Par un arrêt en date du 30 avril 2024, la Cour d’appel de Toulouse a condamné la société IFB FRANCE au titre d’une surévaluation du prix d’un bien immobilier qu’elle avait mis en vente auprès d’investisseurs.
Sur le recours au « label EDC »
Dans cette affaire, la Cour d’appel relève que ce commercialisateur avait fait usage d’une plaquette commerciale dans laquelle il était fait référence à l’association EDC et à son rôle présumé dans la vérification des éléments économiques du projet immobilier. Cette mention tendait à renforcer l’impression de fiabilité et de sécurité du placement proposé aux acquéreurs.
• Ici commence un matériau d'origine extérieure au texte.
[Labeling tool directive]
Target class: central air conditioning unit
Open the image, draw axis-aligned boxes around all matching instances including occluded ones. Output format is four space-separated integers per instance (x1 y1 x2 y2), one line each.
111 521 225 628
Cependant, la Cour d’appel relève que l’existence de ce travail de vérification était réfuté par l’association elle-même dans une lettre adressée à des investisseurs. L’association avait en effet clairement indiqué qu’elle ne contrôlait pas la viabilité financière de l’opération, se limitant à vérifier que le programme immobilier était bien existant.
Cette réfutation de l’association EDC contredisait directement les affirmations du commercialisateur dans sa plaquette commerciale. En d’autres termes, cette société a délivré une information erronée et ambiguë sur le rôle supposé de l’association, ce qui a contribué à donner aux acquéreurs une impression de fiabilité et de sécurité du placement proposé.
Sur la sanction du recours déloyal à ce label
Ainsi, la Cour d’appel estime qu’en citant l’association EDC dans sa communication, sans que celle-ci ne confirme effectivement son implication dans la vérification du projet immobilier, la SAS IFB FRANCE a induit en erreur les acquéreurs potentiels. Cette fausse représentation renforce l’argument selon lequel la société n’a pas respecté son devoir d’information loyale envers ses clients.
En conséquence, la Cour d’appel a condamné le commercialisateur à indemniser les acquéreurs du préjudice subi en leur allouant une indemnisation (C.A. Toulouse, 1ère Chambre Section 1, 30-04-2024, n° 22/02836).